C’est un espace magnifique de respiration, un lieu naturel en ville ou il n’y en a déjà pas beaucoup. 

Avec ses lunettes sur le nez, Sylvie profite de l’excursion pour s’adonner à son art. L’artiste peintre d’une quarantaine d’années, armée d’un petit cahier, croque plusieurs parcelles des jardins. Elle ne tarit pas d’éloges sur l’endroit : « C’est un espace magnifique de respiration, un lieu naturel en ville ou il n’y en a déjà pas beaucoup. Ça permet aussi de faire diminuer la chaleur en été. »

Ce n’est pas avec leur bétonnage, leur écoquartier que ça va s’arranger.

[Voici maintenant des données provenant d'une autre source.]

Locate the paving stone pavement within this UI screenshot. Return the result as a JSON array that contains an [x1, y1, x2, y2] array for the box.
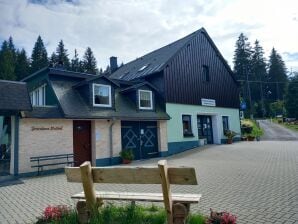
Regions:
[[0, 141, 298, 224]]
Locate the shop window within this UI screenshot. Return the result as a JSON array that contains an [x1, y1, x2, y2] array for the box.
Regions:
[[93, 83, 112, 107], [30, 84, 46, 106], [202, 65, 210, 82], [182, 115, 193, 137], [138, 90, 153, 110], [222, 116, 229, 132]]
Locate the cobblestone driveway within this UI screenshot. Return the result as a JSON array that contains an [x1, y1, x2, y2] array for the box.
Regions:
[[0, 141, 298, 224]]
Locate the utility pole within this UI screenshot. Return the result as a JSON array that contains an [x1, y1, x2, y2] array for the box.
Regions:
[[246, 67, 253, 119]]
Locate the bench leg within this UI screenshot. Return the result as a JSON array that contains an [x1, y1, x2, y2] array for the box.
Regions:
[[76, 200, 90, 224], [173, 203, 189, 224]]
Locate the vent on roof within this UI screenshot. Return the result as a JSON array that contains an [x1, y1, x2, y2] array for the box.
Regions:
[[138, 64, 149, 72]]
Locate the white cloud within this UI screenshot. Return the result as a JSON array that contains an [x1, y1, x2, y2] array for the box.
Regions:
[[0, 0, 297, 71]]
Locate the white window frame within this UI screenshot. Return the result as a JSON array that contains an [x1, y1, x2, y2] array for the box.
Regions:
[[92, 83, 112, 107], [30, 84, 46, 106], [138, 89, 153, 110]]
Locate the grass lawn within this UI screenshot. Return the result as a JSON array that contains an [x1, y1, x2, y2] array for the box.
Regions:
[[271, 118, 298, 132]]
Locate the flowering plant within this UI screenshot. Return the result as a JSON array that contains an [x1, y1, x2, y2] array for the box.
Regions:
[[207, 209, 237, 224], [37, 205, 71, 222]]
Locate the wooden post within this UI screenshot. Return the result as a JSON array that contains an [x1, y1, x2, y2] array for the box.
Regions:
[[173, 203, 188, 224], [158, 160, 173, 224], [80, 161, 97, 211]]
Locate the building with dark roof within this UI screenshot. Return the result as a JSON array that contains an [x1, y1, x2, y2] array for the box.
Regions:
[[0, 80, 31, 176], [2, 27, 240, 176]]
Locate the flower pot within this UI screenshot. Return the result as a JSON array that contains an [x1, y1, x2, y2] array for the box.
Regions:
[[227, 139, 233, 144], [122, 159, 132, 164], [256, 136, 260, 141]]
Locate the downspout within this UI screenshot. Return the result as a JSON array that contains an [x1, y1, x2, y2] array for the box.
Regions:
[[109, 118, 116, 165]]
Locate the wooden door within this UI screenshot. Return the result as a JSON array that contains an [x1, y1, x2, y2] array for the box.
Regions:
[[73, 120, 91, 166]]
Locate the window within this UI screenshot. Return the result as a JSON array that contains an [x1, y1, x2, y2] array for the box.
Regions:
[[222, 116, 229, 132], [93, 84, 112, 107], [182, 115, 193, 137], [138, 90, 153, 110], [30, 84, 46, 106], [202, 65, 210, 82]]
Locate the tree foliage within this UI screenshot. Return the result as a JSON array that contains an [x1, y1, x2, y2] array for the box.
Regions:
[[82, 47, 98, 74], [31, 35, 48, 73], [15, 48, 30, 80], [267, 48, 288, 101], [285, 72, 298, 118], [55, 40, 70, 69], [0, 40, 16, 80]]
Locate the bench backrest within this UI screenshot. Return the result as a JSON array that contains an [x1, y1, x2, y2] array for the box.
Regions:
[[65, 165, 197, 185], [65, 160, 198, 224]]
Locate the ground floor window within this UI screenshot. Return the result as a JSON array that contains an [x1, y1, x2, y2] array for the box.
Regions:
[[0, 116, 11, 176], [182, 115, 193, 137], [222, 116, 229, 132]]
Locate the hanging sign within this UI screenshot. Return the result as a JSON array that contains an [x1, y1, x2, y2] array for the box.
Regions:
[[201, 98, 216, 107]]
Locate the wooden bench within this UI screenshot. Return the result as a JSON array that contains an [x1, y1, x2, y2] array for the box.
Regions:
[[65, 160, 201, 224], [31, 153, 74, 175]]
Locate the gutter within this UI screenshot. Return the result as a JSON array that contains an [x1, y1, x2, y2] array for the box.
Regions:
[[109, 118, 116, 165]]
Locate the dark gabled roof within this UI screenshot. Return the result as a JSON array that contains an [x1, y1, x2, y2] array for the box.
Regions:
[[21, 67, 96, 82], [49, 76, 169, 120], [110, 27, 237, 85], [0, 80, 32, 112], [109, 29, 202, 81], [73, 74, 120, 88], [119, 82, 159, 94]]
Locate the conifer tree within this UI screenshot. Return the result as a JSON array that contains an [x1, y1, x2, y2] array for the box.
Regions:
[[55, 40, 70, 69], [267, 48, 288, 101], [49, 52, 57, 67], [0, 40, 16, 80], [70, 49, 80, 72], [82, 47, 97, 74], [31, 35, 48, 73], [233, 33, 253, 117], [285, 72, 298, 118], [15, 48, 30, 80]]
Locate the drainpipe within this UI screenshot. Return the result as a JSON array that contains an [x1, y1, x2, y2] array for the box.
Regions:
[[109, 118, 116, 165]]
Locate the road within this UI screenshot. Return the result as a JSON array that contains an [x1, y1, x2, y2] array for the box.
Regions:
[[258, 119, 298, 141]]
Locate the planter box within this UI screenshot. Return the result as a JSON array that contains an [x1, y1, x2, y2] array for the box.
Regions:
[[199, 139, 206, 146]]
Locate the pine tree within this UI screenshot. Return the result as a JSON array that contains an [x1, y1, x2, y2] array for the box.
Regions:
[[233, 33, 253, 117], [8, 36, 17, 65], [55, 40, 70, 69], [49, 52, 57, 67], [31, 35, 49, 73], [285, 72, 298, 118], [70, 49, 80, 72], [0, 40, 16, 80], [250, 40, 267, 117], [82, 47, 97, 74], [267, 48, 288, 101], [15, 48, 30, 80], [233, 33, 252, 81]]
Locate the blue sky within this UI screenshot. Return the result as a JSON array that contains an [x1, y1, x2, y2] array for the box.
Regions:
[[0, 0, 297, 72]]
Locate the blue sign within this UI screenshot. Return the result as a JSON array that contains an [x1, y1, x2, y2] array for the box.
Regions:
[[240, 102, 247, 110]]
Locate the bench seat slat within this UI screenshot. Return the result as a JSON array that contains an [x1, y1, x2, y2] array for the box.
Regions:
[[30, 154, 73, 161], [71, 191, 201, 204]]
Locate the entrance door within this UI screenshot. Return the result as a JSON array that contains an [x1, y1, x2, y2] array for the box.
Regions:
[[73, 120, 91, 166], [121, 121, 158, 160], [0, 116, 11, 176], [197, 115, 213, 144]]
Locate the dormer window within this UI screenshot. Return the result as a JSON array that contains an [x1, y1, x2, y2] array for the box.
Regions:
[[30, 84, 46, 106], [93, 83, 112, 107], [138, 90, 153, 110]]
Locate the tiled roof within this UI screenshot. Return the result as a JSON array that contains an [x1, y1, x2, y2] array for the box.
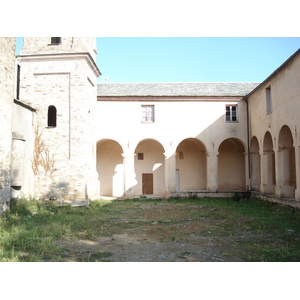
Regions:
[[97, 82, 260, 97]]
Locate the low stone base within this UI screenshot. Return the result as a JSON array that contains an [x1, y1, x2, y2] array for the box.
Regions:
[[251, 191, 300, 209], [170, 191, 249, 199]]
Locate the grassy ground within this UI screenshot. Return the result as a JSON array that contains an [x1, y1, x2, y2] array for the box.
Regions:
[[1, 196, 300, 262]]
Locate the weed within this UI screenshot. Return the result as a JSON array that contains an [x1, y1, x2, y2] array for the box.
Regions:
[[233, 192, 241, 202], [86, 251, 114, 262], [188, 193, 198, 200], [178, 252, 191, 259]]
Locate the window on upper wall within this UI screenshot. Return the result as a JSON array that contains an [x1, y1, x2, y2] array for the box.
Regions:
[[266, 85, 272, 114], [50, 37, 61, 45], [225, 104, 238, 122], [47, 105, 57, 127], [16, 64, 20, 100], [141, 105, 155, 122]]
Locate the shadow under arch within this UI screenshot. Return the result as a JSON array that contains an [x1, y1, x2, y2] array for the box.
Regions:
[[96, 139, 124, 197], [175, 138, 207, 191], [262, 131, 276, 194], [134, 138, 165, 196], [250, 136, 261, 191], [278, 125, 296, 198], [218, 137, 246, 191]]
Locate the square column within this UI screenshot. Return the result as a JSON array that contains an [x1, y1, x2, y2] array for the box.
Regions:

Face à la crainte de voir disparaître les parcelles, elle dénonce l’irresponsabilité et l’inconscience des pouvoirs publics : « C’est incompréhensible. On est quand même face à une crise climatique qui va peser encore plus », fulmine-t-elle. « Surtout dans une commune parmi les plus pauvres de France, c’est vraiment important de garder un minimum de cadre de vie. Ce n’est pas avec leur bétonnage, leur écoquartier que ça va s’arranger. »

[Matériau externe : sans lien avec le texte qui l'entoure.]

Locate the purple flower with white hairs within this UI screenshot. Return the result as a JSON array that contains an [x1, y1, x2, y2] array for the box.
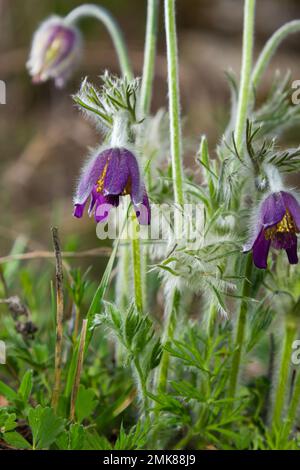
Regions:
[[73, 147, 151, 225], [27, 16, 82, 88], [244, 191, 300, 269]]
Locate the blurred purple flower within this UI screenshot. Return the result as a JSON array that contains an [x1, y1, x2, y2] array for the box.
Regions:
[[244, 191, 300, 269], [27, 16, 82, 88], [73, 148, 151, 225]]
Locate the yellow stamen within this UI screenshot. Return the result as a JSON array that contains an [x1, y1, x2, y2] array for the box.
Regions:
[[44, 37, 64, 67], [96, 160, 109, 193], [264, 209, 298, 240]]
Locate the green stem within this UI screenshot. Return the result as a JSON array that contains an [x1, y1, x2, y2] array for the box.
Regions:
[[140, 0, 160, 115], [228, 253, 253, 399], [272, 319, 297, 431], [252, 20, 300, 89], [131, 218, 144, 314], [164, 0, 184, 206], [138, 1, 160, 312], [206, 303, 217, 338], [156, 288, 180, 393], [284, 366, 300, 439], [156, 0, 184, 400], [234, 0, 256, 154], [134, 356, 149, 416], [65, 3, 133, 79], [116, 243, 131, 311]]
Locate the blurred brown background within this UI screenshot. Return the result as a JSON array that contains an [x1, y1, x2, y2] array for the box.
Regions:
[[1, 0, 300, 255]]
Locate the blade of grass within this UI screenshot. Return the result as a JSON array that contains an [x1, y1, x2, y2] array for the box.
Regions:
[[70, 319, 87, 422]]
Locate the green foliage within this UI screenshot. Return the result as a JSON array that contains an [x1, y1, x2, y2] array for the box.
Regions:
[[0, 409, 17, 433], [114, 421, 150, 450], [73, 73, 141, 129], [28, 406, 65, 449], [75, 385, 98, 423], [95, 302, 162, 375], [2, 0, 300, 453]]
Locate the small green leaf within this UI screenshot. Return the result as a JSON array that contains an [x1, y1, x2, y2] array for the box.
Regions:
[[84, 429, 112, 450], [75, 385, 97, 424], [3, 431, 31, 449], [18, 370, 33, 402], [0, 380, 19, 403], [28, 405, 65, 449], [56, 423, 86, 450], [0, 409, 17, 433]]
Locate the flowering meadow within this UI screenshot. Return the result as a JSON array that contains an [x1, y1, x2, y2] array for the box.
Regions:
[[1, 0, 300, 452]]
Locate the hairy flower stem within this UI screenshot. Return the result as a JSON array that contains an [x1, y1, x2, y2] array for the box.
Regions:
[[140, 0, 160, 116], [51, 227, 64, 412], [271, 319, 297, 431], [116, 243, 131, 311], [283, 365, 300, 439], [234, 0, 256, 155], [155, 0, 185, 398], [134, 356, 149, 418], [139, 0, 160, 312], [157, 288, 181, 394], [164, 0, 184, 207], [228, 253, 253, 400], [252, 20, 300, 89], [205, 303, 218, 338], [65, 4, 133, 79], [131, 218, 144, 314]]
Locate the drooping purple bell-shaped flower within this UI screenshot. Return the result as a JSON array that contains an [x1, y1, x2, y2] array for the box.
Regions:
[[73, 147, 151, 225], [27, 16, 82, 88], [244, 191, 300, 269]]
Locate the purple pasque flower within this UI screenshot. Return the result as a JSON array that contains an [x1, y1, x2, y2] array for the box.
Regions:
[[244, 191, 300, 269], [73, 147, 151, 225], [27, 16, 81, 88]]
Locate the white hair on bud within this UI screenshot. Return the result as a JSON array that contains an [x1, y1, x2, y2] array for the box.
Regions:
[[73, 77, 109, 134], [73, 143, 106, 205], [110, 111, 131, 148], [263, 163, 284, 192]]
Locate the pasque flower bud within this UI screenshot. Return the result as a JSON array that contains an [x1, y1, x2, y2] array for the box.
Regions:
[[27, 16, 82, 88]]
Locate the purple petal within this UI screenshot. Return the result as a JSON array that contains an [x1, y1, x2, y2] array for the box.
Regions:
[[123, 149, 143, 204], [49, 26, 77, 68], [74, 150, 111, 205], [285, 235, 298, 264], [261, 192, 286, 229], [252, 229, 271, 269], [103, 148, 129, 195], [134, 189, 151, 225], [73, 201, 86, 218], [282, 191, 300, 231], [39, 24, 77, 73], [272, 232, 296, 250]]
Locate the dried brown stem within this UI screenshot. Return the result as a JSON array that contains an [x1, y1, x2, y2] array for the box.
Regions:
[[51, 227, 64, 412], [0, 247, 112, 265], [70, 319, 88, 422]]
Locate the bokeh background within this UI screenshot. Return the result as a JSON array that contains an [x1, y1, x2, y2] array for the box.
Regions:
[[1, 0, 300, 259]]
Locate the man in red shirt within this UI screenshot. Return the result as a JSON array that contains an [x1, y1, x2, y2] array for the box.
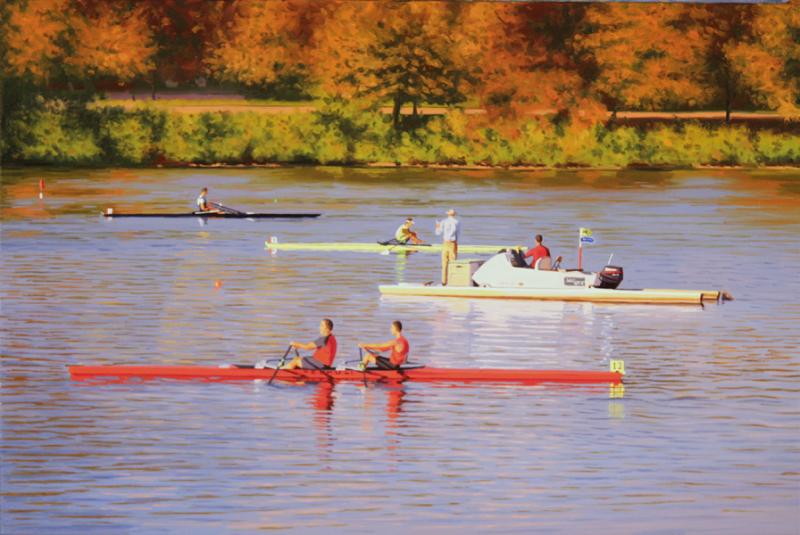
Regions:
[[357, 320, 410, 370], [524, 234, 551, 268], [283, 318, 337, 369]]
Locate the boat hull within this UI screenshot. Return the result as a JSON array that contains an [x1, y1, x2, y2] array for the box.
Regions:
[[379, 283, 722, 305], [104, 213, 321, 219], [265, 242, 508, 254], [68, 365, 622, 385]]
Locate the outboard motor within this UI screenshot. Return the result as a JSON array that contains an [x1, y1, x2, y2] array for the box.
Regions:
[[595, 265, 624, 289]]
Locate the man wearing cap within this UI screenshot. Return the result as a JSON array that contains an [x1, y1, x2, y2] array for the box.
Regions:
[[435, 209, 460, 285], [394, 217, 422, 245]]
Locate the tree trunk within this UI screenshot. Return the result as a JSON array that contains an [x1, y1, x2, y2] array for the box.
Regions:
[[392, 97, 403, 130], [413, 100, 418, 119], [725, 74, 732, 125]]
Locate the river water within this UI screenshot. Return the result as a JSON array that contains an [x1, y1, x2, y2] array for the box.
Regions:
[[1, 167, 798, 533]]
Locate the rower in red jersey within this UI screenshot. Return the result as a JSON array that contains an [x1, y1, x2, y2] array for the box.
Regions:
[[357, 320, 410, 370], [524, 234, 550, 267], [524, 234, 562, 270], [283, 319, 337, 370]]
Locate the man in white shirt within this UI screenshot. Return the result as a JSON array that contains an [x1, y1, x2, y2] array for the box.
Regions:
[[435, 209, 461, 285]]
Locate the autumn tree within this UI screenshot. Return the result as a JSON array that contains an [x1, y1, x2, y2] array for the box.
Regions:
[[462, 3, 601, 124], [132, 0, 238, 97], [315, 2, 471, 129], [578, 4, 708, 116], [66, 4, 156, 96], [721, 0, 800, 119], [206, 0, 328, 99], [4, 0, 70, 82]]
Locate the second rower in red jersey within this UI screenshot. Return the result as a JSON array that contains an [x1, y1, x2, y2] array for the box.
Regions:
[[357, 320, 410, 370]]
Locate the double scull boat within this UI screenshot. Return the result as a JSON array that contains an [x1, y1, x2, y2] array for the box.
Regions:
[[68, 363, 624, 385]]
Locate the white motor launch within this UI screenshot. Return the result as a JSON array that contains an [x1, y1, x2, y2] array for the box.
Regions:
[[470, 251, 623, 290]]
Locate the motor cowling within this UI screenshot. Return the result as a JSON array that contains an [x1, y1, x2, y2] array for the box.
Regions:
[[595, 265, 623, 289]]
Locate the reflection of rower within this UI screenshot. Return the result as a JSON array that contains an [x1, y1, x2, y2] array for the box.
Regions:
[[195, 187, 222, 213], [283, 319, 338, 370], [357, 320, 410, 370]]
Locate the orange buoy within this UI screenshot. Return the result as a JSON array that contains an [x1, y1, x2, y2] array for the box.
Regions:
[[214, 280, 223, 289]]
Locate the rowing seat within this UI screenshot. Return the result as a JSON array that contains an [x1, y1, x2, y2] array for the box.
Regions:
[[533, 255, 562, 271], [534, 256, 553, 270]]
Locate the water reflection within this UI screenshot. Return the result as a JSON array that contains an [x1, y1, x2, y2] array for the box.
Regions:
[[2, 167, 799, 533]]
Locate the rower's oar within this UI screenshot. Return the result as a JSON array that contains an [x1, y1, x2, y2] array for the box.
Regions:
[[301, 351, 334, 384], [209, 201, 245, 215], [267, 345, 294, 385]]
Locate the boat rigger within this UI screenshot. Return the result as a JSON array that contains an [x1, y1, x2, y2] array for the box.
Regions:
[[264, 240, 508, 254], [68, 363, 624, 385]]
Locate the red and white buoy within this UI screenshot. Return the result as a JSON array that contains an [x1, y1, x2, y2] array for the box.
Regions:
[[39, 178, 45, 199]]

Une incompréhension partagée dans les jardins. Les habitués s’interrogent : pourquoi vouloir en finir avec le vivant et la nature en ville ? Surtout, si l’on considère qu’il existe d’autres solutions d’aménagement, comme construire certains équipements qui détruisent les jardins sur les toits des bâtiments déjà existants, comme le solarium en prévision. C’est justement, ce que propose le collectif depuis le début, et qui tous les jours gagne en popularité.

Dolores Mijatovic prévient : « on cherche des forces vives autres pour nous aider à faire encore plus. Il faut informer la population. On fait des visites tous les samedis matin, ce qui nous permet de réunir beaucoup de gens. Ils viennent voir ce qui se passe ici, en parlent autour d’eux, et relaient sur les réseaux sociaux. Si les gens qui veulent détruire les jardins persistent, il y aura des actions de résistance ».